4 Kirby Secretly Survives In Scream 4
Jill might have thought she was going to be the Scream 4 final girl, but it was actually Kirby. Kirby's final girl status is shocking because she wasn't the main character in Scream 4 but was Jill's sidekick until Jill was revealed as Ghostface. Kirby was also brutally stabbed and seemingly died, though it was later confirmed she had survived. Eleven years later, Kirby was confirmed alive in Scream 5 when an interview of hers appeared on Ghostface's computer. She then appears in Scream 6 as an FBI agent and helps Sam and her friends take down the three Ghostfaces at the end of the film.
3 Billy Loomis Being Sam's Father
Going back to Randy's rules, the final girl was always innocent. While Sidney broke most of the final girl rules long ago, she was always confident she was a good person, which made the audience confident she was never going to be Ghostface in any of the sequels. With Sam, not even she is sure if she's capable of taking on the role of the film's killer. Sam is Billy's illegitimate daughter, and since he was the original Ghostface, she's constantly battling the possibility that she's just as capable of killing as he is.
At the beginning of Scream 6, Sam's therapist is concerned about her saying she felt good about killing Ghostface. She battles the same issue at the end of the film when she violently murders Detective Bailey, and even her sister Tara Carpenter is worried about the exhilaration she gets from killing Ghostface. While she ultimately drops the Ghostface mask at the end of the film, signifying she's done questioning herself and accepts she is a good person, she's the first final girl with the potential to become a villain.

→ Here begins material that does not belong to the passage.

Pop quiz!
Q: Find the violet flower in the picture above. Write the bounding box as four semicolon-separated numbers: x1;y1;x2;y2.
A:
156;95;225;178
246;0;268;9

2 Sam And Tara Both Being Final Girls
Scream 5 turned its opening scene on its head when Tara was attacked by Ghostface but managed to survive, unlike the other victims. She made it through the rest of the film with her sister, too, and then survived Scream 6. In the original Scream films, Sidney was the main final girl, even though Gale made it through every Ghostface attack with her. Gale and Dewey, before his Scream 5 murder, were considered legacy characters.
With Scream 5 and Scream 6, Tara seems as much of a final girl as Sam, changing the film's dynamic. This means in future films, Sam and Tara will likely continue to fight off Ghostface together and survive his attacks, drastically different from other films that only focus on one final girl.
1 There's Always More Than Just One Survivor
In slasher films like Paul Lynch's 1980 film Prom Night, there's typically one survivor of the movie's massacres. At the end of Prom Night, Curtis runs out of her high school as the sole survivor of her brother's murders. However, Scream defies the rule that there needs to be just one final girl in more ways than Sam and Tara's duo.
The original Scream saw Gale, Dewey, and Randy as survivors, along with Sidney. In the requels, Sam, Tara, Mindy, and her brother Chad are all survivors, and they refer to themselves as the core four. Scream has proven there doesn't have to be just one final girl and that other characters can survive, and the film will still work.